Galatians 4.4 But when the set time had fully come, God sent His son to redeem those under law, that we might receive the full rights of sons. 

God sent His Son that we may becomes heirs – full fledged children of God.  In Jesus, we all inherit the fullness of God. All that God is, we have, as if we were the first borns. God set a time for us for our freedom from the law that Paul calls the law of sin and death. Sin is a downward pull in us toward greed, control, self-centeredness and separation from God’s heart. Only God can trump the law of sin and death  – Jesus’ death in our place set a new law in place – the law of love, freedom, forgiveness and life eternal.  Now we are free to be beloved children of God. We are no longer a slave. 

God wanted us to know Him so intimately and with such connection that He also sent His spirit to be in us so we can experience adoption as His children.

He’s our daddy. 

Major Ian Thomas, the man who started Capernwray Bible Schools put it this way: “All that He is, you have. You’ll never need more and you need never have less.”

Once God, by His Spirit, comes to live inside us, we are His children and also His heir. We are first born in Christ, inheriting His birthright and all that goes with it.

Do we still need to mature?
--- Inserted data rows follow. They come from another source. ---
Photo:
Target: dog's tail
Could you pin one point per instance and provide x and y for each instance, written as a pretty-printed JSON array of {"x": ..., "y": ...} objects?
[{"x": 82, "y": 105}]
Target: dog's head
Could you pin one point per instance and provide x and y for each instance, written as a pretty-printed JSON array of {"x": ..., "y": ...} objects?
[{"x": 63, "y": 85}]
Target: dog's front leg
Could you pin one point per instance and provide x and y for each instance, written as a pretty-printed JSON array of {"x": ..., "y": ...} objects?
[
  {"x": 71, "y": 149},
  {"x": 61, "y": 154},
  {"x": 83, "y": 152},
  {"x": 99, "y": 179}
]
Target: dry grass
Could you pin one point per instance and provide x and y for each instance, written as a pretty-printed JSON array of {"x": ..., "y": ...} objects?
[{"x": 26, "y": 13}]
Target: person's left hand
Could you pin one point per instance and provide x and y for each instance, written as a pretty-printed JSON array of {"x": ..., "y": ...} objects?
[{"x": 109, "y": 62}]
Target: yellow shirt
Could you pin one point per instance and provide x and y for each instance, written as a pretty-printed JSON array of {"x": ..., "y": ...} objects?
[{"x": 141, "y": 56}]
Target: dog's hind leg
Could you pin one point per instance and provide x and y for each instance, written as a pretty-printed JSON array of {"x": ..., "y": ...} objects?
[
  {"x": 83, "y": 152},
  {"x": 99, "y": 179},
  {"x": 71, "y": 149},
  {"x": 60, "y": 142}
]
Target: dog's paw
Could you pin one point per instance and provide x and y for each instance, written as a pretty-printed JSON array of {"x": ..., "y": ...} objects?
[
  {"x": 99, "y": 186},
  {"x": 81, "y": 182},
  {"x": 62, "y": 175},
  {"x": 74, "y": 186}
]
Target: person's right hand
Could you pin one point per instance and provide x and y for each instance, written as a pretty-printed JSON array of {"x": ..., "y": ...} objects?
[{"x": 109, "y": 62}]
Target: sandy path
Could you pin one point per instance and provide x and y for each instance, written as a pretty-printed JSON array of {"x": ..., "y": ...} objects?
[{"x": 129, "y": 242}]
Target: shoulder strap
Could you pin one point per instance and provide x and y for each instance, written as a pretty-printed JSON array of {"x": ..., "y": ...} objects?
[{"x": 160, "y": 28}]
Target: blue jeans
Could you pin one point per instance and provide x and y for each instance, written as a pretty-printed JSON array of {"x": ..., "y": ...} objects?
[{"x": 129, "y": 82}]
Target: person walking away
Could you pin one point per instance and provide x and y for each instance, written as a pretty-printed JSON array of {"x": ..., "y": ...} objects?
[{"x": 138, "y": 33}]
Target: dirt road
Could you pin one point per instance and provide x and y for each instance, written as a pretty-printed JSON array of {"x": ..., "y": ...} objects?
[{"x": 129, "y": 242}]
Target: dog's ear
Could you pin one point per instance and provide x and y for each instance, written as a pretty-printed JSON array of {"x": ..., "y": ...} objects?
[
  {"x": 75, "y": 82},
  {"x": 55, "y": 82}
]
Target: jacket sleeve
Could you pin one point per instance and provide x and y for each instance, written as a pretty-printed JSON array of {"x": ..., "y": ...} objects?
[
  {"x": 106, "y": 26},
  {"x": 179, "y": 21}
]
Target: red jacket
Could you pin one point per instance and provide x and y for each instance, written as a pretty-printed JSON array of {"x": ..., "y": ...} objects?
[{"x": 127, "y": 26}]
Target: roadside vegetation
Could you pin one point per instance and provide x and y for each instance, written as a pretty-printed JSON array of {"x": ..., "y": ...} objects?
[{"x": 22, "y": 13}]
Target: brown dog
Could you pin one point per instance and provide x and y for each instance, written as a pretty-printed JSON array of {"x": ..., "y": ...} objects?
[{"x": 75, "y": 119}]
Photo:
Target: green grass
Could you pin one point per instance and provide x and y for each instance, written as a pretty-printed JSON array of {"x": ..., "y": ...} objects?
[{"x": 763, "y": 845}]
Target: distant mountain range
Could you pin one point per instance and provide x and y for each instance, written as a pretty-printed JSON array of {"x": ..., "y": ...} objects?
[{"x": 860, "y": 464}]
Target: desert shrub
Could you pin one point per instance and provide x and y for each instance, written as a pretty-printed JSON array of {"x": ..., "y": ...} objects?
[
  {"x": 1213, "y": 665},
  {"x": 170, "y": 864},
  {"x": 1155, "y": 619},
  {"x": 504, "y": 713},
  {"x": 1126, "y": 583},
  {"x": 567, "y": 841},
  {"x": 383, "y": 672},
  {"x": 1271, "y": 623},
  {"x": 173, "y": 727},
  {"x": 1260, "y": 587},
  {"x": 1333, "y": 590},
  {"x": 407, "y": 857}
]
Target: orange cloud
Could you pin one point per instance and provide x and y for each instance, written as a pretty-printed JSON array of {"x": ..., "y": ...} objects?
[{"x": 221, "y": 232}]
Yes.

Do we still need to submit to others? Yes.

Do we still need community to grow up? Yes.

Is life always fine? Nope.

But as we taste the goodness of Christ, all we will want to do is lay our life down at His feet and say, ” Jesus, have all of me. Do all You want to do with my life.” This is the first sign that we’re beginning to mature spiritually – when we want to submit to God in all ways.

How do we measure our spiritual growth? From deep within us will rise these child like words: “Abba, Father.”